The eligibility criteria were having mild neck sickness, as indicated by a neck disability index (NDI) score of 15 or higher, and chronic neck discomfort with symptoms that had persisted for at least 3 months (Vernon, 2008). Excluded conditions included cervical spine congenital disorders, disc prolapse, contracture, or surgery; pathologies affecting the cervical spine, such as systemic inflammatory diseases and skin conditions; and visual or auditory problems. Neck pain that was currently being treated medically or through physical therapy was also excluded.

2.3 Outcome measures

Prior to the study, anti-inflammatory drugs were to be avoided for 72 h. While the participants completed the self-report questionnaires, an examiner who was not informed of the patient’s allocation collected outcome measures, demographic, and clinical data.

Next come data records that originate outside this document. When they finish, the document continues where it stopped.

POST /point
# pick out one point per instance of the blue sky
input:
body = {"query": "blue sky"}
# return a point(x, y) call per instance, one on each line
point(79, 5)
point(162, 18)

2.3.1 Functional neck disability

Neck disability was measured using the Neck Disability Index (NDI), a 10-item questionnaire. Every participant marked an answer to each question, which ranged from 0 (no disability) to 5 (total disability). After adding up all of the marks and dividing by 50—or 45 if one component was missing—the final score was determined. The validity and reliability of the NDI have already been determined (En et al., 2009; Dunleavy et al., 2010; Swanenburg et al., 2014).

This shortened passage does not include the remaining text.